Ünlü filozof Sokrates’e sormuşlar: En çok kimi seversiniz? “Terzimi severim” demiş. Neden terzi demişler. “Çünkü ona her gittiğimde, benim ölçümü yeniden alır.” demiş Evren adını verdiğimiz canlılar dünyasında yalnızca değişen ve güncellenenler canlı kalabilirken, değişime direnenler ve ayak uyduramayanlar çürüyerek yok oluyor. Bütün canlıların uymak zorunda oldukları, değişmez ve değiştirilemez tek kanundur bu. Bitkilerin hayvanların ve insanların ortak yasası. Evrensel uyum yasası da diyebiliriz.

Ünlü filozof Sokrates’e sormuşlar: En çok kimi seversiniz?

“Terzimi severim” demiş.

Neden terzi demişler.

“Çünkü ona her gittiğimde, benim ölçümü yeniden alır.” demiş

Evren adını verdiğimiz canlılar dünyasında yalnızca değişen ve güncellenenler canlı kalabilirken, değişime direnenler ve ayak uyduramayanlar çürüyerek yok oluyor.

Bütün canlıların uymak zorunda oldukları, değişmez ve değiştirilemez tek kanundur bu.

Bitkilerin hayvanların ve insanların ortak yasası.

Evrensel uyum yasası da diyebiliriz.

**

Kullananlar iyi bilirler; Bisikletle yokuş çıkmak çok zordur.

Durursan düşersin.

Düşmemek için pedal çevirmek zorundasın.

Dünya bugün devletleriyle şirketleriyle tek tek insanlarla yokuş yukarı bisiklet süren adama benziyor.

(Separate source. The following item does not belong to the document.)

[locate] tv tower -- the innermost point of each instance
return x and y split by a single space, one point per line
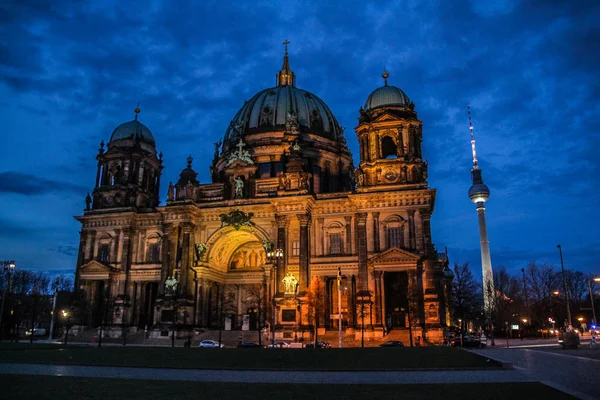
479 193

Düşmemek için herkes pedal çevirmek zorunda.

**

Ekonomide de siyasette de sıkıntı şurada;

Herkes güncelleme ve değişimden yana olduğunu söylüyor ve şikayet ediyor ama kimse bu konuda kendisinden başlamıyor.

Değişim hep karşıdan bekleniyor

Böyle olunca da şikayet ede ede çürümeye başlıyoruz.

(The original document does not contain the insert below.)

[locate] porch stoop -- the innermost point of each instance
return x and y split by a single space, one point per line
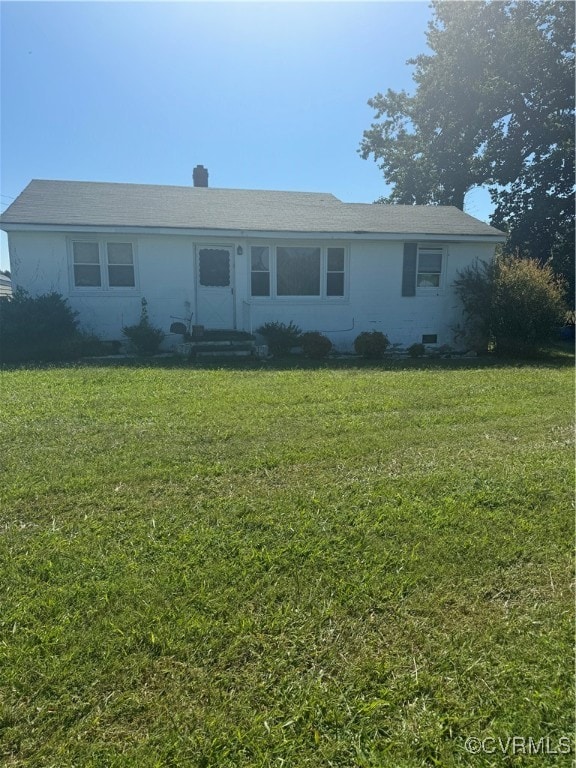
220 344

Biz değişmezsek dünya değişmez.

**

Türkiye ile AB arasında 28 yıl önce imzalanan Gümrük Birliği anlaşması değişen ekonomik şartlara göre güncellenmediği için iş dünyasına destek yerine köstek oluyormuş.

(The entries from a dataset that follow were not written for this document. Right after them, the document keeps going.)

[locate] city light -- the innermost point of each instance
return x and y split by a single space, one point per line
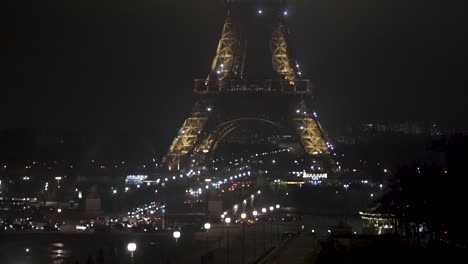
131 247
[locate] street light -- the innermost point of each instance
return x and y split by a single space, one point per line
243 216
227 220
131 247
176 235
207 227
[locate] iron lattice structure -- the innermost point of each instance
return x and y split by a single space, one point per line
238 89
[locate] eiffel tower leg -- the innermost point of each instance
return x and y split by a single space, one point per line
186 139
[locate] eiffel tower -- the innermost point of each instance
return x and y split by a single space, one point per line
253 78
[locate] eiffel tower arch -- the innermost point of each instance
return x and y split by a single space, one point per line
253 78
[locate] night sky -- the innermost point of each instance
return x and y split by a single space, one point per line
128 66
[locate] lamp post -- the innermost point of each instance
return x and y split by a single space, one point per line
255 213
176 236
263 229
277 225
131 247
271 225
227 220
207 227
243 216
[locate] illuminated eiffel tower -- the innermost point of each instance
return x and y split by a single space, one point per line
253 78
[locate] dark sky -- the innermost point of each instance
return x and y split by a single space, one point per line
128 65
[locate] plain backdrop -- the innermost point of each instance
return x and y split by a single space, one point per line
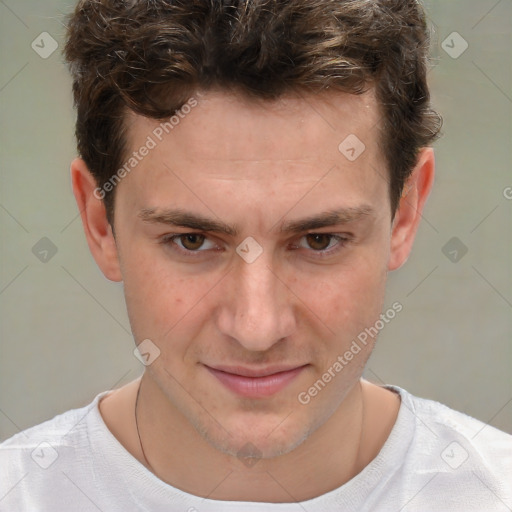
65 334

Küresel ekonomide rakipleri ile rekabet edemediklerini ifade eden iş dünyası temsilcileri Gümrük Birliği anlaşmasının güncellenmesi gerektiğini söylüyorlar.

Neden güncellenmesi gerektiğini ESİAD Başkanı Sibel Zorlu şu sözlerle anlatıyor; “Asimetrik yapısı, kapsamının sınırlı olması, danışma mekanizması ve anlaşmazlıkların halli bakımından yetersiz kalması gibi nedenlerle güncellenmeyi gerektiriyor.

Gümrük birliğinin asimetrik yapısının en önemli yansıması serbest ticaret anlaşmalarında (STA) ortaya çıkıyor.

AB’nin STA yaptığı ülkelerle Türkiye STA imzalayamadığı sürece rekabet edebilirliğimiz zorlaşıyor.

Türkiye’nin 23 STA’sı karşısında, AB’nin 78 adet STA’sı bulunuyor.

AB’nin, Kanada, Vietnam, Güney Afrika, Japonya, Kazakistan, Mısır gibi ülkelerle STA’sı veya ekonomik işbirliği anlaşmaları bulunurken, Türkiye’nin olmadığını görüyoruz.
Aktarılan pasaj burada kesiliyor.